There's a ballot measure this November asking voters to consider banning dog racing in the state of Florida.
Amendment 13 aims to outlaw greyhound racing at dog tracks by 2020. A measure like that passing would affect tracks like the Palm Beach Kennel Club on Belvedere Road in West Palm Beach .
The measure has spurred a lawsuit by the Florida Greyhound Association, which is asking the courts to keep the amendment off the November ballot.
On Thursday, a Florida judge heard first arguments on the lawsuit.
Sonia Stratemann, founder of Elite Greyhound Adoption in Loxahatchee, supports Amendment 13. She has been rescuing former racing dogs for 15 years.
"We get the dogs in after they're finished racing when they're injured or no longer wanted anymore by the racing industry," she said.
She said she receives a lot of dogs with broken legs like Bart, who retired after sustaining an injury.
"He broke his leg in Palm Beach and has been recovering for 7 months," she said.
Many are rescued before being euthanized. Stratemann said one of her rescues was also used as a blood bank at a veterinarian clinic for two years after being given up by its trainer due to an injury.
"It's very common for them to come in infested with fleas and ticks, internal parasites," said Stratemann.
She said she supports Amendment 13 and wants to see it on the November ballot.
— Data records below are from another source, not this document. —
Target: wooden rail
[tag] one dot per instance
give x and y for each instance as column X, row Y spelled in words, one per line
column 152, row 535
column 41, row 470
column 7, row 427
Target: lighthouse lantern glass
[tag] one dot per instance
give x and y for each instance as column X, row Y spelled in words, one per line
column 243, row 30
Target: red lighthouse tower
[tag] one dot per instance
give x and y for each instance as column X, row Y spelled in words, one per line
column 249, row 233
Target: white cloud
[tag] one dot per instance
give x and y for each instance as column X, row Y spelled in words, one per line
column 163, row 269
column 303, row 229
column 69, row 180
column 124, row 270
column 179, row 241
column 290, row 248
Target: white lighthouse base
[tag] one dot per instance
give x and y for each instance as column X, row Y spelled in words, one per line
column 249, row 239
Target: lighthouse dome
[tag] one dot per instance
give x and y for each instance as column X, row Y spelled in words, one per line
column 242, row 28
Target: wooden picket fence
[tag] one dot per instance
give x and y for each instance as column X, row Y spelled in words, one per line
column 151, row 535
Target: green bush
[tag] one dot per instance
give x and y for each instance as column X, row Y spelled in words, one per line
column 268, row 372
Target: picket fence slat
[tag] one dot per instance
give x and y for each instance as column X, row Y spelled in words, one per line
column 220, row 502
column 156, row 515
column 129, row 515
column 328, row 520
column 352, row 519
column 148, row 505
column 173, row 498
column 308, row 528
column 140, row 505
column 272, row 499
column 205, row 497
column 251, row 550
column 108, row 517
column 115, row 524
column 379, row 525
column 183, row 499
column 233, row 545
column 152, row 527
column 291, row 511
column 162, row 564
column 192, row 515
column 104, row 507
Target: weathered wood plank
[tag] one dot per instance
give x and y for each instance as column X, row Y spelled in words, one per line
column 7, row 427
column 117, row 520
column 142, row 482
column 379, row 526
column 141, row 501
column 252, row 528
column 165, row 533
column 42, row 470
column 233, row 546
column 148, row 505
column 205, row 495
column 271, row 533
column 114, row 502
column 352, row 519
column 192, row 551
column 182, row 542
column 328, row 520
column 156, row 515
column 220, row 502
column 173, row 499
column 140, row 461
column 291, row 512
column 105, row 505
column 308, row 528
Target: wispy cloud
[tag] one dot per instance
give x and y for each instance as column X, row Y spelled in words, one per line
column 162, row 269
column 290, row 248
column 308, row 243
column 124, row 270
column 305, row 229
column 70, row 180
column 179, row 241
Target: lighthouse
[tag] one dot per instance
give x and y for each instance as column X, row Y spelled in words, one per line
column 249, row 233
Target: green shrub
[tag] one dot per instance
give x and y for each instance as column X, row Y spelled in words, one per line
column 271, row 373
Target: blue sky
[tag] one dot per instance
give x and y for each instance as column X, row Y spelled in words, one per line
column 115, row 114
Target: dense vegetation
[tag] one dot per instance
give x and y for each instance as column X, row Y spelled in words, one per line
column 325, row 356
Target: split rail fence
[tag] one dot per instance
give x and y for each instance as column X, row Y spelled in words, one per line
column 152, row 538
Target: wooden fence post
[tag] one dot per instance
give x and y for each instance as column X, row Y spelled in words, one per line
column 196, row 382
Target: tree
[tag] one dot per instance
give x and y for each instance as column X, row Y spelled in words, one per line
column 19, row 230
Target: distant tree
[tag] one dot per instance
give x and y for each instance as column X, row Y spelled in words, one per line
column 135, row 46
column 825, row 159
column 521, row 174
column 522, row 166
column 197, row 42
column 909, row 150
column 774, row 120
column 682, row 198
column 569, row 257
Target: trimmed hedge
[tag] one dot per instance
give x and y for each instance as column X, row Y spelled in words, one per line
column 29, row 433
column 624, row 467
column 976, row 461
She said it could make a difference when it comes to claims of mistreatment and abuse in the industry.
Meantime, trainer Kurt Trzeciak with Lester Raines Kennel believes the amendment is unfair. He works with many dogs that race at the Palm Beach Kennel Club and said his dogs are treated and cared for when injured.
"Have there been issues? There have been issues in any industry, whether it's law enforcement, politicians, what have you," he said. "And as an industry, we have tried to take care of that ourselves. You can't demonize an entire industry due to the actions of one or two people and that's our who thing. It's our goal to ensure the dogs receive the best care that they possibly can."
He says his team spends up to 16 hours caring for the dogs every day, with proper food, exercise and socializing with other dogs.
“We work holidays. Family is secondary to what we do. The Greyhounds are our family first," said Trzeciak.
The lawsuit asking to take Amendment 13 off the ballot claims the language written in the legislation is misleading and inaccurate to voters.
The group says voters are not aware the measure would only ban commercial dog racing, which means kennel clubs would be allowed to continue dog competitions.
The lawsuit also alleges that the wording could apply to all animals, including horses and hunting dogs.
"It's a desperate attempt to keep voters from voting yes," said Stratemann. "This is to end dog racing in Florida, this isn't to end any other equine sport."
If the Florida Greyhound Association loses its battle in the lawsuit to take the amendment off the ballot, voters will have the final say this November.
“This will give a chance for Florida voters to speak up for the dogs," said Stratemann.
“Do your own research, come out to the Kennel Club and see for yourself. Find out what goes on," said Trzeciak.